30 En zij zullen hun stem over u laten horen, en bitterlijk schreeuwen; en zij zullen stof op hun hoofden werpen, zij zullen zich wentelen in de as.
And they will make heard on you voice their so they may cry out bitter so they may bring up dust on heads their in ash[es] they will roll.
31 En zij zullen zich over u gans kaal maken, en zakken aangorden; en zullen over u wenen met bitterheid der ziel, en bittere rouwklage.
And they will make bald because of you baldness and they will gird themselves sackcloth and they will weep because of you with bitterness of emotion wailing bitter.

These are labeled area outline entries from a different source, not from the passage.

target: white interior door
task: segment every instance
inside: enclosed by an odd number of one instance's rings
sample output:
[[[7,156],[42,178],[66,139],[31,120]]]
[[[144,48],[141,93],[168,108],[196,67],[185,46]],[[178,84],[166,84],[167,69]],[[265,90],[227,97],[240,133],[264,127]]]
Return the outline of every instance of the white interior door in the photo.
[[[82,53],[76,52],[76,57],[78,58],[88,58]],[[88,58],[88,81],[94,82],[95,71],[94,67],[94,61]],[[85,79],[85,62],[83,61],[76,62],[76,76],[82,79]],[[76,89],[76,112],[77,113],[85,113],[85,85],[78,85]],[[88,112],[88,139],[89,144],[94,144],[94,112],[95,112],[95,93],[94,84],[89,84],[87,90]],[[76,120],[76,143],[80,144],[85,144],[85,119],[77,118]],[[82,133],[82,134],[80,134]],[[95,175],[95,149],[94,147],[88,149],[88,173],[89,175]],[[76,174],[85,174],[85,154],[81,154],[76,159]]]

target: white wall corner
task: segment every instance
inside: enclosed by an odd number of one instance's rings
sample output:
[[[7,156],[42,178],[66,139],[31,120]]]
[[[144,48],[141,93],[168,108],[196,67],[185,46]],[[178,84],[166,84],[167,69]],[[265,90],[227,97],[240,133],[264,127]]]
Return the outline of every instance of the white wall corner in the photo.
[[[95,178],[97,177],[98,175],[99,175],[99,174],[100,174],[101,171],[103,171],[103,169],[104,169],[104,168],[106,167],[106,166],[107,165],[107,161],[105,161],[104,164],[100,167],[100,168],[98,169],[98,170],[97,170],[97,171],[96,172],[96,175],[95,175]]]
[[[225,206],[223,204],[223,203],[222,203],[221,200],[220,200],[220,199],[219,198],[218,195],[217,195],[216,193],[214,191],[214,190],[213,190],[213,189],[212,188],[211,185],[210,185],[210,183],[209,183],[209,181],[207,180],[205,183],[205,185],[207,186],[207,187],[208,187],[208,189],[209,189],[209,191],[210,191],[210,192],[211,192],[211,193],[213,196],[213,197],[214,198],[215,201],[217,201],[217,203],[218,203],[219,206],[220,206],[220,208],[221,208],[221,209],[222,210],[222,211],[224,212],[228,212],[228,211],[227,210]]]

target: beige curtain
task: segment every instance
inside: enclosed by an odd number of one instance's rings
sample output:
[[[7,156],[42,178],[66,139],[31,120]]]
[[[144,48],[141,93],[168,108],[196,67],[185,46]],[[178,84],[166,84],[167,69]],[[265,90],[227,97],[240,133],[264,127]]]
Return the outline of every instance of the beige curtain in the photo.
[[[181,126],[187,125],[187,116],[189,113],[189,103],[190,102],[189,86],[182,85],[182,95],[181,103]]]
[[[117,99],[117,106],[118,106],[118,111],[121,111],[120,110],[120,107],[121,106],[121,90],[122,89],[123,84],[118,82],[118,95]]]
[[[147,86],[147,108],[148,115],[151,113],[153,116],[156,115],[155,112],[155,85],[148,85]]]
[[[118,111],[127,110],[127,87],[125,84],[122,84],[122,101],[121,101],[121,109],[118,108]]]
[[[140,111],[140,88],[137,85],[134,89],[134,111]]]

32 En zij zullen in hun gekerm een klaaglied over u opheffen, en over u weeklagen, zeggende: Wie is geweest als Tyrus, als de uitgeroeide in het midden der zee?
And they will take up concerning you in wailing their a lamentation and they will lament on you who? [is] like Tyre like one silenced in [the] middle of the sea.
33 Als uw marktwaren uit de zeeen voortkwamen, hebt gij vele volken verzadigd; met de veelheid uwer goederen en uw onderlingen koophandel, hebt gij de koningen der aarde rijk gemaakt.
When went out wares your from [the] seas you satisfied peoples many by [the] abundance of wealth your and merchandise your you made rich [the] kings of [the] earth.
34 Ten tijde, dat gij uit de zeeen verbroken zijt in de diepte der wateren, zijn uw onderlinge koophandel en uw ganse gemeente in het midden van u gevallen.
[the] time Being broken from [the] seas in [the] depths of [the] water merchandise your and all company your in [the] midst of you they have fallen.
35 Alle inwoners der eilanden zijn over u ontzet, en hun koningen staan de haren te berge, zij zijn verbaasd van aangezicht.
All [the] inhabitants of the islands they have been appalled on you and kings their they have shuddered shuddering they have been disconcerted faces.
36 De handelaars onder de volken fluiten u aan; gij zijt een grote schrik geworden, en zult er niet meer zijn tot in eeuwigheid.
Traders among the peoples they have hissed on you terrors you have become and there not [will be] you until perpetuity.